Bishop David O'Connell moved out of the traditional bishop's residence in downtown Trenton, N.J., and purchased a more modest abode, but he upset Catholics who felt that moving represented abandonment of a troubled city that had experienced the loss of Catholic schools and parishes.
In the Denver archdiocese, construction began last month on a $6.5 million Holy Trinity Center, which will include a new bishop's residence but also communal living and large-scale meeting rooms and space for public functions. The new construction is part of a larger plan to relieve pressure on space at a seminary complex where the bishop currently resides.

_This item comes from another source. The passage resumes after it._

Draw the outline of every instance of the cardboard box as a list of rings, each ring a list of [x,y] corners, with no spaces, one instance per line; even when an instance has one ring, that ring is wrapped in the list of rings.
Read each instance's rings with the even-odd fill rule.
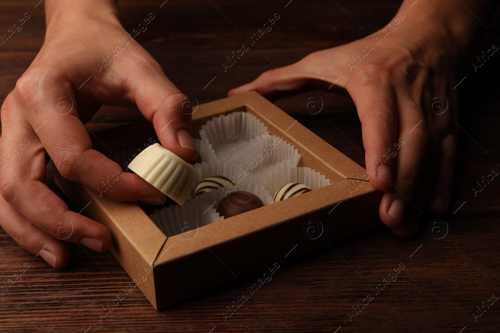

And it is worth noting that in addition to the financial crunch created by the sex abuse crisis in Philadelphia and Boston, the personal preferences of prelates in both cities were behind the sales of iconic, baronial residences. Other bishops as well over the years have downsized, moving to humbler dwellings.
Nothing is complicated about the Newark case. This is clearly the material of episcopal scandal, hedonism undisguised, a level of clerical privilege that knows no bounds.
What can the example possibly suggest about the church to the residents of Newark, where 28 percent of the population lives below the poverty level? How does one, in that context, explain the Lazarus story? The rich young man? The beatitudes? What does one say in the face of Pope Francis' call for a humbler church, for bishops who walk with their people, with his urging a poor church for the poor? Myers swims in his endless pool while the city of Newark drowns in poverty.
Myers may present an excessive case of the priesthood of unaccountable privilege, but the case is not, though extreme, irrelevant. It is valuable in shedding light on the kind of accepted corruption that has infected the church for decades, manifest in the seemingly endless abuse and financial scandals, and that has drained the church of so much of its moral authority and credibility.